It’ll be a little more expensive to stay at London hotels in the future.
City council voted 8-4 in favour of implementing the provincial transient accommodation tax Tuesday, which will add four per cent to the cost of an overnight stay at local hotels.
The tax is expected to bring in between $2 million and $4 million a year in additional revenue that’s meant to help promote the city and maintain local existing attractions and events.
But as it is a new tax, councillors voted unanimously in favour of asking staff to report back with details on how the money would be used.
“I think it would be really prudent for some of that information to come forward in a very organized and structured way. That way, the hotel industry, the public and council can be confident [the tax] is going to have the impact it’s desired to have in our community,” said deputy mayor Paul Hubert.
The funding is variable and potentially hyper-variable, said Coun. Stephen Turner, who also noted when variable sources of income have come to the city in the past, council has put a plan in place for how that money will be used.

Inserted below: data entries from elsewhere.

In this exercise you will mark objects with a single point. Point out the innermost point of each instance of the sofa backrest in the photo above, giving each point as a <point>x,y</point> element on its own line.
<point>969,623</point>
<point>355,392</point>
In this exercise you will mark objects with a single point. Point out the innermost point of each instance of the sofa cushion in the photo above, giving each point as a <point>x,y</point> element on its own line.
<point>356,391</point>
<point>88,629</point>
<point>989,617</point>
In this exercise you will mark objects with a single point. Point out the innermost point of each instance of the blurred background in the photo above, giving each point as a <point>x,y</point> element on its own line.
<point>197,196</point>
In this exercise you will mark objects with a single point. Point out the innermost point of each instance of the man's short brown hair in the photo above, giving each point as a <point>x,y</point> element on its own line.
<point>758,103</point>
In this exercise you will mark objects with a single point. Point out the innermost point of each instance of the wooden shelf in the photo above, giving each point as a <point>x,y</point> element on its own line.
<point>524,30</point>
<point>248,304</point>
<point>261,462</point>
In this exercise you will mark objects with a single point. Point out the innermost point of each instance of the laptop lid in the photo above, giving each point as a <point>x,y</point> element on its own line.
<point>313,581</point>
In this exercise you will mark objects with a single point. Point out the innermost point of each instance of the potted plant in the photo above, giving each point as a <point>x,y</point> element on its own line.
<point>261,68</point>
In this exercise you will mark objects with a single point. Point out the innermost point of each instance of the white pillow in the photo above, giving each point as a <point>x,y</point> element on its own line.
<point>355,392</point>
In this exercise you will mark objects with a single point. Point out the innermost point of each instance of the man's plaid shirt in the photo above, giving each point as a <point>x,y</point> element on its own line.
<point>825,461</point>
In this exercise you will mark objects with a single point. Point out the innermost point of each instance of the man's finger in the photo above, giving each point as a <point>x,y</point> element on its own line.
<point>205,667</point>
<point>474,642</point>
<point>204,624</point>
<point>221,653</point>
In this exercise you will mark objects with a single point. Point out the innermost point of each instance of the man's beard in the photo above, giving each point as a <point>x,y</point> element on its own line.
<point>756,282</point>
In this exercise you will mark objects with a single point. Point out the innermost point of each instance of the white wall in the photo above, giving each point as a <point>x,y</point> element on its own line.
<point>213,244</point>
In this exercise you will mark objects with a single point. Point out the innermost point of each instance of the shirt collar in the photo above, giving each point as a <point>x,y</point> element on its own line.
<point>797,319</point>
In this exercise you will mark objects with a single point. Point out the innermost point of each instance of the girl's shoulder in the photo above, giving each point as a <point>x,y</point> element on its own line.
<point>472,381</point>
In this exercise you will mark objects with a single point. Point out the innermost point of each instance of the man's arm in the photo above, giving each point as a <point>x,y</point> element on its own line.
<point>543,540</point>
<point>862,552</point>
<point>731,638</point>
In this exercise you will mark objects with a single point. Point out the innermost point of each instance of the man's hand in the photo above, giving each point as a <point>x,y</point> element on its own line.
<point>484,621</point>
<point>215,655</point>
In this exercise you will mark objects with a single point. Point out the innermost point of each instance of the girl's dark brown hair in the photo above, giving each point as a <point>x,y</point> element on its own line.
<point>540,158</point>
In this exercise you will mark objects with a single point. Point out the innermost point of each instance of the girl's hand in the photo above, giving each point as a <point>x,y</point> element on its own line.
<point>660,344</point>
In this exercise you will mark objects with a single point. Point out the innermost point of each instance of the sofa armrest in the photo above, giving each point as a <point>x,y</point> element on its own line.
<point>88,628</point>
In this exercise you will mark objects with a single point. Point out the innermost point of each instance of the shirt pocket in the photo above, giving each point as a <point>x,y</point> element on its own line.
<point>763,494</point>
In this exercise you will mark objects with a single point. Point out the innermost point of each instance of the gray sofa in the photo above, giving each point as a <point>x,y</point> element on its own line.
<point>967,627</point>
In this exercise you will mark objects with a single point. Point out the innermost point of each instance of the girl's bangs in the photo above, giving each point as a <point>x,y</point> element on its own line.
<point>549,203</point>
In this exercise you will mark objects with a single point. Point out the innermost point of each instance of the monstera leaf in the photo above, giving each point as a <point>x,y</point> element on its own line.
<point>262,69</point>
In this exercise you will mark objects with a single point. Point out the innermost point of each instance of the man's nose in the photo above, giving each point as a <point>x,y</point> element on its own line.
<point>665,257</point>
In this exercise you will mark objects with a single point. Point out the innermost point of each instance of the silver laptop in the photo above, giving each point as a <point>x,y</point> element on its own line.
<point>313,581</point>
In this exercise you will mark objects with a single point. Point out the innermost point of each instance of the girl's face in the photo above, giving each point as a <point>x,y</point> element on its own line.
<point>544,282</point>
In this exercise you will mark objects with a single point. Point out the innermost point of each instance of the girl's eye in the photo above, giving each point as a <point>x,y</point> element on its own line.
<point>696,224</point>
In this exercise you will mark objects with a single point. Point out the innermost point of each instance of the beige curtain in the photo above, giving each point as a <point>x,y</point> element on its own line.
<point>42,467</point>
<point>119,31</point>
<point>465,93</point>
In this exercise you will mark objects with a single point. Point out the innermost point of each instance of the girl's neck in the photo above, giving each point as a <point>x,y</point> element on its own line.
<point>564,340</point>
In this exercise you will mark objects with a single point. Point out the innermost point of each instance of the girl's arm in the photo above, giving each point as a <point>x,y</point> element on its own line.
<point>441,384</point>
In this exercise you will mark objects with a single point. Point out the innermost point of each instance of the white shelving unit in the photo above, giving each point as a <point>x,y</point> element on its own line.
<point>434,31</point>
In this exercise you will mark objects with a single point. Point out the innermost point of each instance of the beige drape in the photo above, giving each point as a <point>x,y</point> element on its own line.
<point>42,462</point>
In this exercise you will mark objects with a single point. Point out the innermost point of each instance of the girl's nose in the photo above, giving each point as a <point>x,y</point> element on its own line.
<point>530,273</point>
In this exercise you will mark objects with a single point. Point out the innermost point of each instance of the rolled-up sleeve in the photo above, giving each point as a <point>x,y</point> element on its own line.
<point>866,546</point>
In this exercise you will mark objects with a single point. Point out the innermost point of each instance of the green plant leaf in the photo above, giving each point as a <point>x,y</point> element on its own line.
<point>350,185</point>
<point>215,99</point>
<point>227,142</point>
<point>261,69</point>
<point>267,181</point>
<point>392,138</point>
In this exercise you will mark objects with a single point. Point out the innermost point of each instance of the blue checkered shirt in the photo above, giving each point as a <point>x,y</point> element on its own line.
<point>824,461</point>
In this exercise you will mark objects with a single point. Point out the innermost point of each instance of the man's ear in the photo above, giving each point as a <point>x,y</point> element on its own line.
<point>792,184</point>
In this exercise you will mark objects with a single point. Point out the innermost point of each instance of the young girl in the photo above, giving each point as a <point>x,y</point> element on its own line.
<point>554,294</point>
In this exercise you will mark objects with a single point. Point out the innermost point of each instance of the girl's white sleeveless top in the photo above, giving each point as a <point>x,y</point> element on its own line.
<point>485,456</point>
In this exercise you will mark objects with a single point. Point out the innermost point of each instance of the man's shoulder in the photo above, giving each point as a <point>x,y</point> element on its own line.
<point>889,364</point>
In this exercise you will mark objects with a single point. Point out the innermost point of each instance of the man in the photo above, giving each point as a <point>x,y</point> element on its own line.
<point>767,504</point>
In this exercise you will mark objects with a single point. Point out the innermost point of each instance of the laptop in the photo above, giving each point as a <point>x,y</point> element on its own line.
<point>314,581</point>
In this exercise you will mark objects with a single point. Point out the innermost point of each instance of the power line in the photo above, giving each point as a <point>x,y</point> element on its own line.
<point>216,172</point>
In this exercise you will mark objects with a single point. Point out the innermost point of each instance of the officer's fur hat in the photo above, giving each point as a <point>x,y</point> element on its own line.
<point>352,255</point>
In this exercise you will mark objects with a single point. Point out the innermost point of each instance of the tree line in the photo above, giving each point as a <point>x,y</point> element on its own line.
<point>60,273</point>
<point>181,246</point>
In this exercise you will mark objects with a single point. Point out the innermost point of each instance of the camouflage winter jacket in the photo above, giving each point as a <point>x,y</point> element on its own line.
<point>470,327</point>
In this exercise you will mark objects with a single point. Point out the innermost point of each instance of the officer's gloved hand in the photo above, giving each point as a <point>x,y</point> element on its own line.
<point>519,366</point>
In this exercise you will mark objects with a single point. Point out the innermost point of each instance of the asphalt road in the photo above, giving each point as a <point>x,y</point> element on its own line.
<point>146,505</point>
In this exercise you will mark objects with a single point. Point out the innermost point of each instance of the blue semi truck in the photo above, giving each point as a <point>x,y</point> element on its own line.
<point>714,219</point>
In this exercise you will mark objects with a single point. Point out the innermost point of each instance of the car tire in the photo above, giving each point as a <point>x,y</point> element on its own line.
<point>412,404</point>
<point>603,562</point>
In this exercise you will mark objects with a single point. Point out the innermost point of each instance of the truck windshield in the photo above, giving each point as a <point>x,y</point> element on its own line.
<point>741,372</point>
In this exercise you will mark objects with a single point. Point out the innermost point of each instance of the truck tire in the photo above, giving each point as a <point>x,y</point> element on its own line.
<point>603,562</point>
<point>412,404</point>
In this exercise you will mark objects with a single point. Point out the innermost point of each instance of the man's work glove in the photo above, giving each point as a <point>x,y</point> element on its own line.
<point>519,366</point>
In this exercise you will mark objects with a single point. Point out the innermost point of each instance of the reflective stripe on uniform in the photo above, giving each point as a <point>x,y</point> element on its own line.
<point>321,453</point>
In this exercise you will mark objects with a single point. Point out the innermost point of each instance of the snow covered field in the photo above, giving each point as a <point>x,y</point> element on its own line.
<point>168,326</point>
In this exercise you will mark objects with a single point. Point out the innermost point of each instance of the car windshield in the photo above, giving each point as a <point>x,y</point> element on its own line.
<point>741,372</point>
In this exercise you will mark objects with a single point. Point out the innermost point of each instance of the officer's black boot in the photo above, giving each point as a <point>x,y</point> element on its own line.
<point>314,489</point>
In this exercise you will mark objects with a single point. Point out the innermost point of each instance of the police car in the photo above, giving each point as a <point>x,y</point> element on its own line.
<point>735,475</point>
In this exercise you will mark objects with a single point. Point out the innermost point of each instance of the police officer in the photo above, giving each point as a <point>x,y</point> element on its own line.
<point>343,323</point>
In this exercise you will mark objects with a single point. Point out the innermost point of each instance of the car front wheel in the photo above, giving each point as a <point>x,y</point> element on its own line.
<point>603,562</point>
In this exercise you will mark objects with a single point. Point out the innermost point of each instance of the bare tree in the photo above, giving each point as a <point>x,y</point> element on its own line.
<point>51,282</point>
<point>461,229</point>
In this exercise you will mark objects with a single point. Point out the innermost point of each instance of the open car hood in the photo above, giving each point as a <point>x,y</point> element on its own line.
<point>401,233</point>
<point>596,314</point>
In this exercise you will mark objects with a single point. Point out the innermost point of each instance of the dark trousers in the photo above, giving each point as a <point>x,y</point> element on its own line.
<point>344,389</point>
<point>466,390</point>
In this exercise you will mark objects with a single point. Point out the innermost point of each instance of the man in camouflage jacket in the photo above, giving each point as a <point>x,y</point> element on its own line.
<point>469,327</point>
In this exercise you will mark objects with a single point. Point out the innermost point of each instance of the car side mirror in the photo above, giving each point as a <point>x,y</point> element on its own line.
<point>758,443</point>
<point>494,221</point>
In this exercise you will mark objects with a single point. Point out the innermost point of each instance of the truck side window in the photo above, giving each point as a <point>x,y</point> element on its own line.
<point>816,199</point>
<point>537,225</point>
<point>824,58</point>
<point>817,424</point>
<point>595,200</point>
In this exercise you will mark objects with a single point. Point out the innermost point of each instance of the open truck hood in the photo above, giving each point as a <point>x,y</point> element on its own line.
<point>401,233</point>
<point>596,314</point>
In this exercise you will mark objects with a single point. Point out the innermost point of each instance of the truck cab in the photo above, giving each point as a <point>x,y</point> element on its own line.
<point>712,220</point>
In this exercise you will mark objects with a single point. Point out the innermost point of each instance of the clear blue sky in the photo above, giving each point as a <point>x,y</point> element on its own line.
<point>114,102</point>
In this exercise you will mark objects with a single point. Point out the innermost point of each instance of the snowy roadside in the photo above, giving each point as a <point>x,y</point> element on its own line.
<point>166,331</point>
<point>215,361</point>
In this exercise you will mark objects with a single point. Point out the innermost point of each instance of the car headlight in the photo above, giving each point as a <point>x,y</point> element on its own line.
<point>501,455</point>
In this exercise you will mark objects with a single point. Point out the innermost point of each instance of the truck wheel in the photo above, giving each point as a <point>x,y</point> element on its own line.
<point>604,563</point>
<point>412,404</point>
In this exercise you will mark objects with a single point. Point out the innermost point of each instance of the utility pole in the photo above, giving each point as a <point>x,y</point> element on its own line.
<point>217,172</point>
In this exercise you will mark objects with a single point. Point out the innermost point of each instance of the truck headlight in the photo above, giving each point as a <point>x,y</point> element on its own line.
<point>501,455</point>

“I think if you look at any other sources of funding across the city we try to do anything we can to smooth out the curves on unpredictable or unstable lines of funding in such a way that we don’t find ourselves with a gap that ends up having to be filled by a levy,” he said.
“I think it’s really prudent for us to get some advice on the appropriate manners in which we might manage that funding.”
There’s also a possibility the city could decide to cut some of Tourism London’s existing annual funding, which currently sits at $1.9 million, given it’ll receive cash from the hotel tax.